One interested programmer is Octave Orgeron, a 25-year-old programmer who once worked at Sun and who now is involved in Solaris 10 projects at Barclays Global Investors. He also builds Solaris versions of open-source software such as the Vim and Emacs editors.

"I'm planning on testing it out on my Netra at home and a couple of Ultra2's at work," he said in an e-mail. He thinks Sun handled the OpenSolaris debut well for the most part—though he added, "I think the launch could have used a little more publicity."

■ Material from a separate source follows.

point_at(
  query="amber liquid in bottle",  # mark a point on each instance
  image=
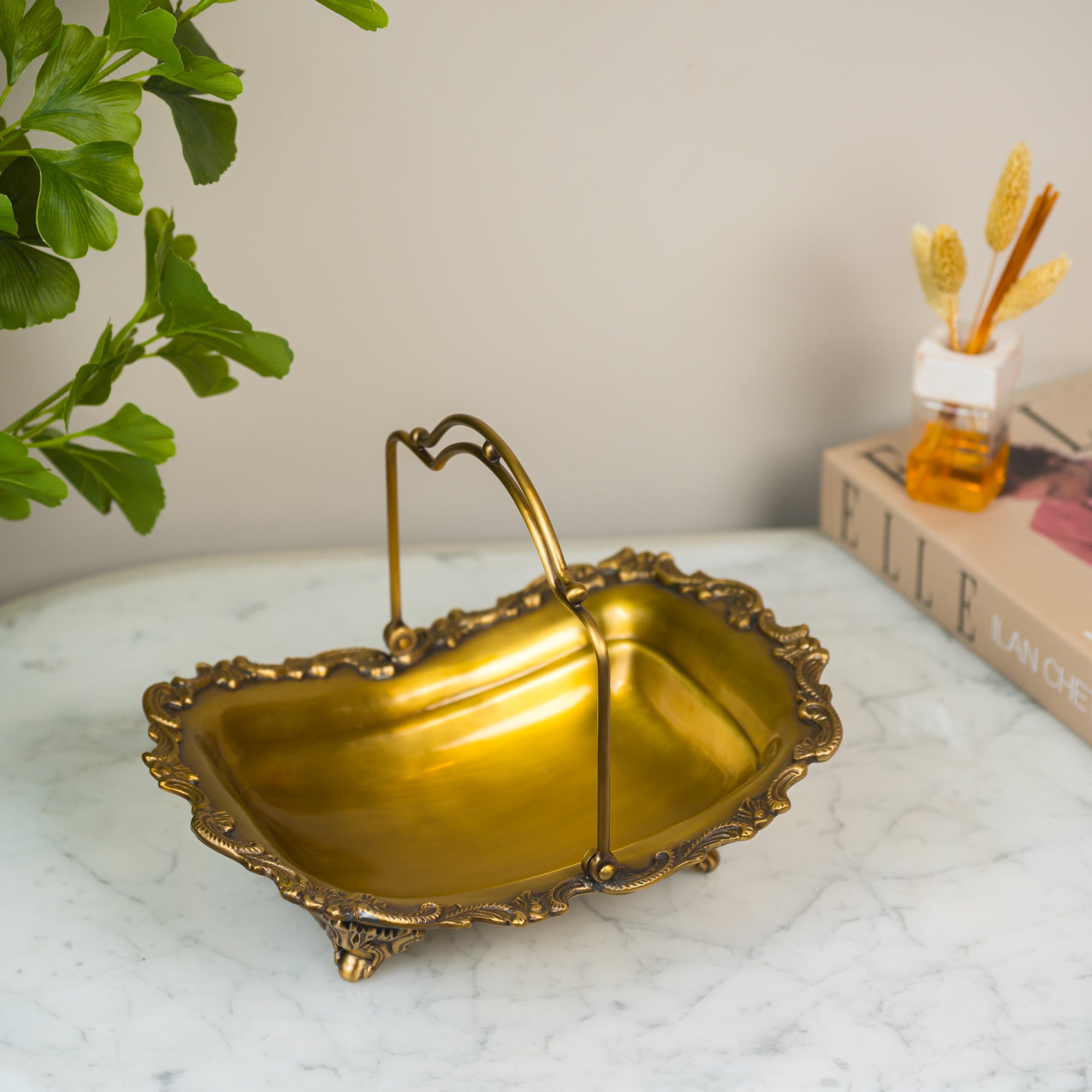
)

And Wesolowski, who tried to ensnare programmers with the 300 GCC-related bugs, has had some nibbles. "I've had some people ask in IRC about building with GCC and fixing some of the bugs," he said. But for now, "It's early—a lot of people are still just asking questions and trying to digest all the information."

Loiacono starts blogging

But the festivities haven't been just among the rank and file. John Loiacono, executive vice president of Sun's software group and the second-highest-ranking executive after Jonathan Schwartz, launched his blog Tuesday. "Open source is the methodology of this massively connected era," Loiacono said in the blog.

A lower-level executive view came from Glenn Weinberg, a 16-year Sun employee, a vice president in Sun's operating systems group, and a key employee in the creation of the Community Development and Distribution License that governs OpenSolaris. He described the challenge of vetting the OpenSolaris code.

"Going back and finding the provenance of every line of code in Solaris was, to put it mildly, hard," Weinberg said. "Whenever we found code that belonged to someone else, we either had to get their approval to release it as open source (assuming they still existed and we could find them), find an alternative, rewrite it or decide to release it as binary only."

There's plenty more vetting to be done. Though Sun released core parts of Solaris on Tuesday—much of the kernel and network components—the next three months will expand that and add code for encryption, a graphical interface, full-fledged GCC support and storage equipment.

In three to six months, Sun plans to release more core components and a tool used to manage source code. In the quarter after that come test suites and automated building and testing. Three months after that will be installation and some administration tools.